Владимир Гусаров - Мой папа убил Михоэлса
Вновь поступил Э. Траскин, на этот раз в тяжелом состоянии. Еще недавно он пел загадочную песенку:
Здесь меня давно никто не ждет,
Моей вдове совсем иное снится,
А я иду по деревянным городам,
Где мостовые скрипят, как половицы...
Две недели назад его выписали, был, как будто, здоров, но дома потерял сон. Теперь он целыми ночами слоняется по коридору, а днем лежит с опущенными веками и полотенцем на голове. Как-то среди ночи я вышел по малой нужде, сонный и уверенный, что вернусь в свою койку и снова усну, но Траскин подошел и начал что-то бубнить, как индюк,- дикция у него такая, что разобрать ничего невозможно, но любит рассказывать длинные истории. Я не вслуши-вался, просто кивал для приличия между двумя затяжками. Вдруг услышал: "обыкновенный фашизм". Понял, что больше мне в эту ночь не уснуть.
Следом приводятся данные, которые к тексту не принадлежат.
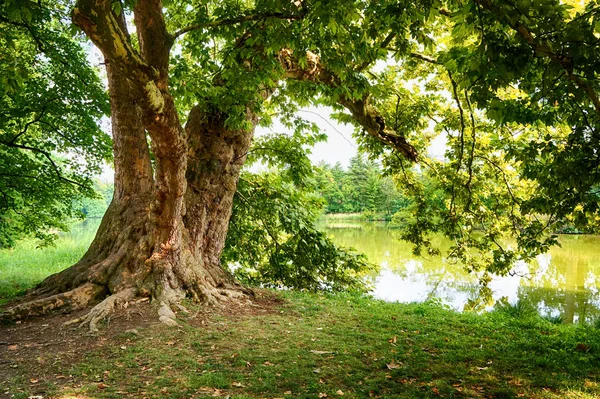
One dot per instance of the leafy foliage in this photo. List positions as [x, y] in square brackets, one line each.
[272, 239]
[362, 188]
[51, 102]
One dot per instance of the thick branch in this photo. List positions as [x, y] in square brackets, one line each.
[239, 20]
[545, 50]
[366, 115]
[102, 27]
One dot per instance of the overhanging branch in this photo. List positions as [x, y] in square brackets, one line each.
[239, 20]
[365, 114]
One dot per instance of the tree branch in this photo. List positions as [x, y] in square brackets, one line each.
[425, 58]
[366, 115]
[239, 20]
[99, 23]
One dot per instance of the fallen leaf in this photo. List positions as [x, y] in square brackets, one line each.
[393, 365]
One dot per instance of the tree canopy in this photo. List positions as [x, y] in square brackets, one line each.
[51, 103]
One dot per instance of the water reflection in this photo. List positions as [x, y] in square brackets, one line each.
[565, 282]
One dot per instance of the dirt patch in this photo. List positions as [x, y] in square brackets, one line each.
[35, 352]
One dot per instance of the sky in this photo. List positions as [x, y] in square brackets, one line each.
[340, 145]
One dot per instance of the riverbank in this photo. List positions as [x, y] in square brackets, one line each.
[357, 217]
[297, 345]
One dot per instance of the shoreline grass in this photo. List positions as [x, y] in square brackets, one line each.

С утра выхожу в коридор, прислоняюсь к стене и терпеливо жду, пока принесут клей и картон - коробки клеить. Раньше не стал бы заниматься такой работой, а тут хоть чем-нибудь время убить. У телевизора больше не сижу, журналы не листаю, даже мимо шахмат прохожу равнодушно... Тихий и тупой...
На прогулке не разговариваю, ничем не интересуюсь, никому не улыбаюсь, ничего не вижу. Вдруг подходит ко мне наша бывшая соседка Серафима Ивановна Халямина. Ну что ж, пришла навестить, как-никак с раннего детства меня знает... Женщина она одинокая, свободного времени хватает. А то, что в органах работает, так никто из этого секрета не делает - вернувшись из Парижа и отгуляв отпуск, Сима идет на работу не в Министерство иностранных дел, а на Лубянку, на площадь Дзержинского. Да и что из того? Мало ли там технических работников. Она и фран-цузским языком владеет, и на машинке печатает, и стенографию знает. Понятно, что штаты советских посольств формируются из сотрудников Лубянки. А Сима сколько раз помогала мне заправить ленту в машинку, или почистить, и никогда не интересовалась, что я печатаю. Так же, как я не интересовался, что она печатает. Вот и проведать пришла. Когда бабушка ногу сломала, она и к ней в Кунцево ездила, а уж вряд ли бабкой могут интересоваться органы.
Сима сует мне яблочки и испуганно спрашивает:
- Что с тобой стряслось?
- Да вроде бы ничего,- отвечаю я вяло.- Надеюсь, ты не замечала за мной странностей?
- А может...- она, кажется, не решается высказать "догадку",- может, ты высокой политикой занялся?
- А при чем же тут лечение?
Сима предлагает - вроде бы по своей собственной инициативе и исключительно из любви ко мне - познакомить с очень хорошим человеком.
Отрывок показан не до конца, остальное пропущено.